La clase media es lo único que derrama en la Argentina, si yo ando bien de plata y se me rompe la cortina de mi casa, llamo alguien para que me la arregle, y si no me pongo a arreglarla yo, con lo cual el que arregla cortinas no va a funcionar. El parate profundo de la actividad económica que metió el gobierno hizo que esto se complicara. Al problema de la falta de plata y la pobreza, al Conurbano hay que agregarle la violencia, que es fuerte, la facilidad de acceso a armas, y la droga, el problema central hoy es que quien vende droga gana más que el que trabaja.

Creo que el gobierno no está viendo bien la realidad, no está entendiendo qué es lo que pasa y ahí hay un problema importante, espero y aspiro a que pueda cambiar su mirada.

Los números no le están dando bien al gobierno, la inflación no se ha podido contener como se esperaba…

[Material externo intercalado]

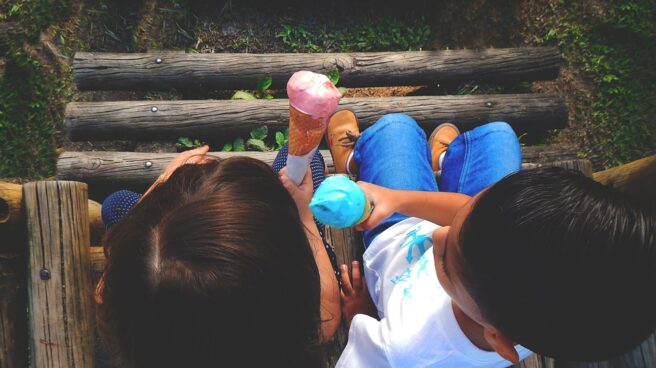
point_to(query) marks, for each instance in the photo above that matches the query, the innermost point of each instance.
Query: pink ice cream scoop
(313, 94)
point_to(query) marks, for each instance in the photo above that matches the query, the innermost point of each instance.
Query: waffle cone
(367, 212)
(305, 132)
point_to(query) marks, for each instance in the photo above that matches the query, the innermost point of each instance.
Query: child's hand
(194, 156)
(383, 203)
(302, 194)
(355, 296)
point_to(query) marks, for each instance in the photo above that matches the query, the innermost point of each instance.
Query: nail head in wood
(44, 274)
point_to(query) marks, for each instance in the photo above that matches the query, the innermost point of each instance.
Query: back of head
(561, 264)
(212, 268)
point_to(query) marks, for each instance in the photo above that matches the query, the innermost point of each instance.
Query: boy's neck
(472, 329)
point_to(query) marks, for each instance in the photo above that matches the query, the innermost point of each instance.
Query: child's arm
(330, 302)
(436, 207)
(355, 296)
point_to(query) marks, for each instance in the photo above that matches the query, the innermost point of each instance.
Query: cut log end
(4, 211)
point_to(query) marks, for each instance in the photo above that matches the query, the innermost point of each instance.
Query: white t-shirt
(417, 326)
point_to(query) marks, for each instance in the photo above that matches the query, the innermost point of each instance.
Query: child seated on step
(217, 265)
(498, 257)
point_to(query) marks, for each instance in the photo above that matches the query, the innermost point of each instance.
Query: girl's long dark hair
(212, 268)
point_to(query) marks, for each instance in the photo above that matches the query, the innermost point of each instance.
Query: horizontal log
(11, 196)
(207, 119)
(110, 71)
(138, 169)
(637, 179)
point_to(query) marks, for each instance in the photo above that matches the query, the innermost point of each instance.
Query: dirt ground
(251, 26)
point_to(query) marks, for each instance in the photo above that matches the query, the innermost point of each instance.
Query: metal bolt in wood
(44, 274)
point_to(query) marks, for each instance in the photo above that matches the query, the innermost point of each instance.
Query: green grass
(30, 96)
(385, 35)
(616, 51)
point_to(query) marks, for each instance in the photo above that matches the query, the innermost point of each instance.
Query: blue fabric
(394, 153)
(117, 204)
(479, 158)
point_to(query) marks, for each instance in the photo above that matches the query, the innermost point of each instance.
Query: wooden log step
(153, 71)
(207, 119)
(138, 169)
(637, 179)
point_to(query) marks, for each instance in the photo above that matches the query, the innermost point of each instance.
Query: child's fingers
(355, 275)
(347, 289)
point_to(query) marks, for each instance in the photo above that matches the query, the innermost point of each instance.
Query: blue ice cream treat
(339, 202)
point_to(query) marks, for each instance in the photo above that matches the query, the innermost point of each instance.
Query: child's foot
(342, 133)
(439, 141)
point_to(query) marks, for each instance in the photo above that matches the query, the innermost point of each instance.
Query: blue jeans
(394, 153)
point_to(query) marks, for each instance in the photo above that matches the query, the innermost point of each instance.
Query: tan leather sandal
(341, 135)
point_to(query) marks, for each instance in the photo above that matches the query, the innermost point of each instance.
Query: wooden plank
(13, 301)
(152, 120)
(584, 166)
(11, 196)
(348, 247)
(637, 179)
(13, 295)
(108, 71)
(61, 320)
(138, 169)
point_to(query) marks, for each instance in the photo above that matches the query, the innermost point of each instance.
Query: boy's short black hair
(562, 264)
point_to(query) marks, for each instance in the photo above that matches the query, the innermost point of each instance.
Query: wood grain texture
(13, 302)
(204, 119)
(61, 321)
(348, 247)
(637, 179)
(584, 166)
(109, 71)
(130, 169)
(11, 196)
(13, 294)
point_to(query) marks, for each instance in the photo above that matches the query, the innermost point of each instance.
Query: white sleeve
(365, 347)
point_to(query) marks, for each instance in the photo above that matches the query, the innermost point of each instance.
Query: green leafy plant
(385, 35)
(257, 141)
(185, 144)
(616, 55)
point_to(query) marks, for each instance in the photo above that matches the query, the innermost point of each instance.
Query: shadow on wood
(61, 322)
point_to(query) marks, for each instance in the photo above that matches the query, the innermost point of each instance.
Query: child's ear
(501, 344)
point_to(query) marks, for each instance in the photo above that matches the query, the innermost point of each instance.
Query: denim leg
(479, 158)
(394, 153)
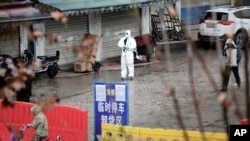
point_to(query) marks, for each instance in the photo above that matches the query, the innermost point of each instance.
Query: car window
(216, 16)
(245, 13)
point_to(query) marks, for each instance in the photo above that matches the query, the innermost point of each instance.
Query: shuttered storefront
(73, 31)
(113, 24)
(193, 10)
(9, 41)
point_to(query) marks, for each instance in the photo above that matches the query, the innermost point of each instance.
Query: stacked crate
(88, 51)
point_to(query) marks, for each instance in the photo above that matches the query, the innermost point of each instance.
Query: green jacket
(40, 123)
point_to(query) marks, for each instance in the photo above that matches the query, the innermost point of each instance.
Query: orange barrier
(69, 122)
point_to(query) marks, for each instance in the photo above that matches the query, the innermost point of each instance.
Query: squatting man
(128, 45)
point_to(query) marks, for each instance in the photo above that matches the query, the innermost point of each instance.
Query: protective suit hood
(230, 41)
(127, 33)
(36, 109)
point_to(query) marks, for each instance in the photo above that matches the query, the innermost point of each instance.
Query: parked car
(218, 21)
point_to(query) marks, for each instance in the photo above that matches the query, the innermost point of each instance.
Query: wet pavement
(151, 107)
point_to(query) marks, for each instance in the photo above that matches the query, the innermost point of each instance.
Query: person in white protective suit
(128, 45)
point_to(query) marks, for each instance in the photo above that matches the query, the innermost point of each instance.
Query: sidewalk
(104, 67)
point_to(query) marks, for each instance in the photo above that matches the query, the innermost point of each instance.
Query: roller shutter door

- Hay un problema serio en la Secretaría de Comercio, si quien está a cargo tiene intereses en el supermercadismo, tenemos un problema porque está de los dos lados del mostrador. El que creó “precios transparentes”, nunca tomó agua de la canilla, nunca cruzó la calle, tienen que salir un rato, fijarse, tengan calle para ver, de lo contrario no hay manera. Es un gobierno que no ha tenido resultados, el que tiene un trabajo formal las paritarias le quedaron por debajo de la inflación y la plata no le alcanza, el que hace changas antes trabajaba 5 días y ahora trabaja 3, al que tiene un plan social los alimentos se le fueron por las nubes y no le alcanza. No hay argentino que haya mejorado en estos 16 meses.

¿Le falta una pata peronista a este gobierno para que le haga ver las cosas que no ve?

- No, le falta calle, sentido de la realidad, andar. Cualquier pibe de cinco años sabe que en la Argentina la gente compra en cuotas porque no le alcanza para comprar de contado. No creo que sea un tema de peronismo o no peronismo, es un tema de conocimiento de la realidad cotidiana de la calle, y el gobierno tiene la rara habilidad de que un dato es malo pero después va a ser bueno. Este esquema es poco creíble.

Hoy tenemos más gente en los comedores comunitarios. Recorro la provincia y lo veo. Donde había 100 personas ahora hay 180; hacía mucho que no veía que la familia completa fuera al comedor, es un fenómeno que había desaparecido. Bajó el consumo de leche por primera vez en muchos años, eso significa que no hay plata, hay una situación de degradación importante que ojalá el gobierno pueda tomar nota rápidamente.

Qué hubiera sido de esta situación si no estuviese implementada la asignación universal por hijo y jubilar a todos aquellos mayores que no tenían aportes…

- Sin el sistema de cobertura social que tiene la Argentina, estaríamos frente a una situación de guerra civil en nuestro país. Hay 9 millones de personas que reciben asistencia todos los meses a través de planes sociales, 8 millones de jubilados, y además distintos programas provinciales. Con toda esa cobertura tiene 30% de pobreza, 35% de trabajo informal y casi 19% de desocupación. Cada gobierno amplió los planes sociales desde 1983 a la fecha; pero el problema no son los planes sino la economía.